Behandelter Abschnitt Joh 10,17-18
Aber der Tod Christi hat für seinen Vater einen Aspekt der tiefsten Freude und des Wohlgefallens, abgesehen davon, dass er die Grundlage der Erlösung und des Christentums ist.
Darum liebt mich der Vater, weil ich mein Leben lasse, damit ich es wiedernehme. Niemand nimmt es von mir, sondern ich lasse es von mir selbst. Ich habe Gewalt, es zu lassen, und habe Gewalt, es wiederzunehmen. Dieses Gebot habe ich von meinem Vater empfangen (10,17.18).

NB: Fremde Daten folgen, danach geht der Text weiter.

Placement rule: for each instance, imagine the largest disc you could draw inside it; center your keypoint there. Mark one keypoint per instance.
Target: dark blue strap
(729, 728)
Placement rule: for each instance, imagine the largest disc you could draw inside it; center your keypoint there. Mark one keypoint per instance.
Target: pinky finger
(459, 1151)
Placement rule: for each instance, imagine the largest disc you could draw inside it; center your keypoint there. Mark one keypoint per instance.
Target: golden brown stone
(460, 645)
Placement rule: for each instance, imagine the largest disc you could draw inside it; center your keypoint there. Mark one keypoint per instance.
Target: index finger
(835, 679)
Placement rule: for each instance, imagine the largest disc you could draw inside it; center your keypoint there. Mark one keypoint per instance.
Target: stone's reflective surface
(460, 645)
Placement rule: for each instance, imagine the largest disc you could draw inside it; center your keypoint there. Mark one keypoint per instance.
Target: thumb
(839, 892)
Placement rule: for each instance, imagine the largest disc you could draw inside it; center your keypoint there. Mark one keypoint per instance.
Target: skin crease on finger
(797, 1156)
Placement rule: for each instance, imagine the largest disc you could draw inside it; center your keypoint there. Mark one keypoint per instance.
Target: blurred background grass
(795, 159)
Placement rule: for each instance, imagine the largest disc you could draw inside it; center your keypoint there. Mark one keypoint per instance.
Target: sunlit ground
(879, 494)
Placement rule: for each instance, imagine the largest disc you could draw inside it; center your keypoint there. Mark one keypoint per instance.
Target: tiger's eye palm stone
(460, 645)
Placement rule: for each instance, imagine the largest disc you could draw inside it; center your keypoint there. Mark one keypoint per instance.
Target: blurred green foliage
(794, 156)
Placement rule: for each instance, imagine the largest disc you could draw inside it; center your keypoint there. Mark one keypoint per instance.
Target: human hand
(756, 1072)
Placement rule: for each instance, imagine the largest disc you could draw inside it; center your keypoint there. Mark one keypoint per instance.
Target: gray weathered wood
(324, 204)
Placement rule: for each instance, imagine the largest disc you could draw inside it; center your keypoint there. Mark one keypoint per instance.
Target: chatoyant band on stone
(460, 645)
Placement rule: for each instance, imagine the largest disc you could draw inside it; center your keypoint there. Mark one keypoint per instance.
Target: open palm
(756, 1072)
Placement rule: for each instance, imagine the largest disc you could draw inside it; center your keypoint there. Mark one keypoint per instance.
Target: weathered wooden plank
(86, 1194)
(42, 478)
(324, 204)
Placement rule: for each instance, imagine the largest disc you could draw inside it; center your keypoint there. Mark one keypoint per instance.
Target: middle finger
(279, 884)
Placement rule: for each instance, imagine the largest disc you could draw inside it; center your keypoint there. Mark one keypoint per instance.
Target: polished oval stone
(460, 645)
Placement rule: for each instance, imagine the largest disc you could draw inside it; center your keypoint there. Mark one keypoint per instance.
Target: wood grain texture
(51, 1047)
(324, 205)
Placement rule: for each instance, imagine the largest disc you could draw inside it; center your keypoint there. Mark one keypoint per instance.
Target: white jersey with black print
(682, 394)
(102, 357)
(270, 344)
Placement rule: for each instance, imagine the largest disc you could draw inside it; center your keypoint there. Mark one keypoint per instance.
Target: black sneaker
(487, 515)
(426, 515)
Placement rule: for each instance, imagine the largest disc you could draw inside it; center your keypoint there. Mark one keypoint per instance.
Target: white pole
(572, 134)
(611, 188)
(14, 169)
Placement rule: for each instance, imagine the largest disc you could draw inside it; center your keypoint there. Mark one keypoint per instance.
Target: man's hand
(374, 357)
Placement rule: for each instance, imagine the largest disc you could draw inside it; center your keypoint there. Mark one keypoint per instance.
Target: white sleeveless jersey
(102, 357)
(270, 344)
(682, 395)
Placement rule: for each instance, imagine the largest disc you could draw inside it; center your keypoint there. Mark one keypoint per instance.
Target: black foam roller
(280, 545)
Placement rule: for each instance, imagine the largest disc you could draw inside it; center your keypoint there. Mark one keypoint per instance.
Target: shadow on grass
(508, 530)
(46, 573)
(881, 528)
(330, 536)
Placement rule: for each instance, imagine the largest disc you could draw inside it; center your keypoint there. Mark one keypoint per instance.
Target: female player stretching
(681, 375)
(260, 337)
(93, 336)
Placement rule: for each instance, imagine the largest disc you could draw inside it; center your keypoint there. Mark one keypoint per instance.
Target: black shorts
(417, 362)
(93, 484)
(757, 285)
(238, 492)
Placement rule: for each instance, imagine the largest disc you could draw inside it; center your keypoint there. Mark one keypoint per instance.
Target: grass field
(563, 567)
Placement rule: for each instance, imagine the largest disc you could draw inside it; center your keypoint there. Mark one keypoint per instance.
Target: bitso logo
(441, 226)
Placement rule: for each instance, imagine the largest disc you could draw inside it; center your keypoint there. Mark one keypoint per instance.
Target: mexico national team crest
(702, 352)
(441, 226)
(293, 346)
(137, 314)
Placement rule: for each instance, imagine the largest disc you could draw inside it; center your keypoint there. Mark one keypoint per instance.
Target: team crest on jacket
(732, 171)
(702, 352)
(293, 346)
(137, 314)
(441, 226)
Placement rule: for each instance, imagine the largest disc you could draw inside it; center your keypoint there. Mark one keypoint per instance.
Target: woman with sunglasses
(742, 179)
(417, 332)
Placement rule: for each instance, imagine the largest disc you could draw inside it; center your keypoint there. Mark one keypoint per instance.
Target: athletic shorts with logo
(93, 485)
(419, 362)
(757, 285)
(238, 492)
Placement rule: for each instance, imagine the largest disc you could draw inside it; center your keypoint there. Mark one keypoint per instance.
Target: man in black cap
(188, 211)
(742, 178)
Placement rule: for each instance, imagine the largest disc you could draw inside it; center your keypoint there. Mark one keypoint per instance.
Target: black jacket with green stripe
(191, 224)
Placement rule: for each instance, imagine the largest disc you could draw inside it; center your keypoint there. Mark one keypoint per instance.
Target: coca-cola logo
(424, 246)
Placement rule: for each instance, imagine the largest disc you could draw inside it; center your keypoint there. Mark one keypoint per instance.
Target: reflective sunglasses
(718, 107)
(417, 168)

Der Herr fügt hier nicht „für die Schafe“ hinzu, noch sollten wir seinen Tod auf uns selbst beschränken. Er lässt uns den Wert erkennen, den sein eigenes Lassen seines Lebens in sich selbst hatte. Es war ein neues Motiv für die Liebe des Vaters; und kein Wunder, wenn es nur die unergründliche Tiefe wäre, in die seine eigene Hingabe hinabsteigen konnte. Aber in der Tat, niemand außer dem Vater weiß, was Er darin an Liebe, Vertrauen zu Ihm, Selbstaufgabe und moralischer Vortrefflichkeit in jeder Hinsicht fand, gekrönt von der persönlichen Würde dessen, der, in unaussprechlich naher Beziehung zum Vater selbst stand, so zu sterben bereit war. Daher konnte es nicht anders sein, als dass der Sohn sein Leben wiedernahm, nicht mehr in Verbindung mit der Erde und den darauf lebenden Menschen, sondern auferstanden von den Toten, und damit war Er die Kraft und das Vorbild der Christenheit.
In dieser tiefen Erniedrigung, der sich der Herr in Gnaden unterwarf, liegt die größte Sorgfalt, sich vor dem geringsten Verdacht zu hüten, der seine Herrlichkeit als Sohn und Gott herabsetzen könnte. Er ist nicht, wie bei Matthäus (wo Er als der verworfene Messias gesehen wird, der Sohn des Menschen, nicht nur das bestimmte Haupt aller Nationen und Stämme und Sprachen, sondern im Befehl der heiligen Engel – seiner Engel): Er brauchte nur seinen Vater anzurufen, der Ihm mehr als zwölf Legionen Engel zur Verfügung stellen würde. Und was hätten alle Legionen Roms gegen diese himmlischen Wesen vermocht, die mächtig sind und sein Wort ausführen? Aber wie, fügt Er segensreich hinzu, sollte die Schrift erfüllt werden, dass es so geschehen musste?
Obwohl Er eine göttliche Person war, war Er gekommen, um zu sterben; das ewige Leben, das beim Vater war, bevor es einen Menschen oder eine Erde gab, hatte sich herabgelassen, Mensch zu werden, damit Er so sein Leben hingeben und es wiedernehmen konnte. Aber hier spricht Er nicht mehr in bescheidener Liebe, sondern als bewusster Gott: „Niemand nimmt es von mir, sondern ich lasse es von mir selbst. Ich habe Gewalt, es zu lassen, und habe Gewalt, es wiederzunehmen. Dieses Gebot habe ich von meinem Vater empfangen“ (V. 18). Auf der einen Seite ist da die ruhige Behauptung des Rechts sowie der Macht, sein Leben zu lassen und es wiederzunehmen. Wie niemand außer dem Schöpfer das Letztere tun konnte, so ist kein Geschöpf berechtigt, das Erstere zu tun. Niemand außer Gott hat die Macht und das Recht, beides zu tun; und das Wort, ohne natürlich aufzuhören, göttlich zu sein (was in der Tat nicht sein konnte), wurde Fleisch, damit Er so sterben und auferstehen konnte. Andererseits bleibt Er auch in dieser Handlung, die man mit Recht als die streng persönlichste aller Handlungen hätte bezeichnen können, der gehorsame Mensch, der nur den Willen seines Vaters tun wollte. Er war gekommen, um den Willen Gottes zu tun. Das ist die Vollkommenheit, die allein in Jesus zu finden ist. Wir dürfen Ihn zusammen mit dem Vater, der Ihn gegeben hat, anbeten. Er ist würdig.